In document La Naturaleza Del Espacio - Milton Santos (página 89-109)

Acontecimientos: los nombres, características, tipología

En el vocabulario corriente, la palabra acontecimiento ha adquirido diferentes acepciones y se utiliza en múltiples sentidos. Y en los diccionarios filosóficos, lo que aquí estamos considerando como acontecimiento aparece, también, con otros nombres.

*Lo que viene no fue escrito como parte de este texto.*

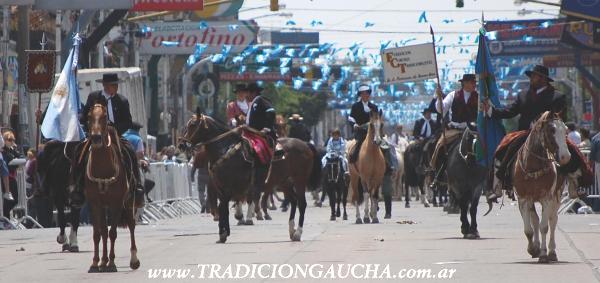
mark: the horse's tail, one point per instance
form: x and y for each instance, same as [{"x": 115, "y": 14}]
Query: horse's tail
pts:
[{"x": 315, "y": 173}]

Cada autor cualifica el vocablo en el interior de su sistema de ideas. Allí donde Lefebvre escribe la palabra momento, Bachelard habla de instante y Whitehead de ocasión. Para Russell (1948, 1966, p. 289), un hecho resulta de una serie de instantes17.’ Aunque la sinonimia no sea exacta, la construcción de una teoría geográfica del acontecimiento puede utilizar tales vocablos casi indiferentemente. Es preciso, sin embargo, que la teoría geográfica sea enteramente coherente y, de ese modo, atribuya un valor propio a dichos términos.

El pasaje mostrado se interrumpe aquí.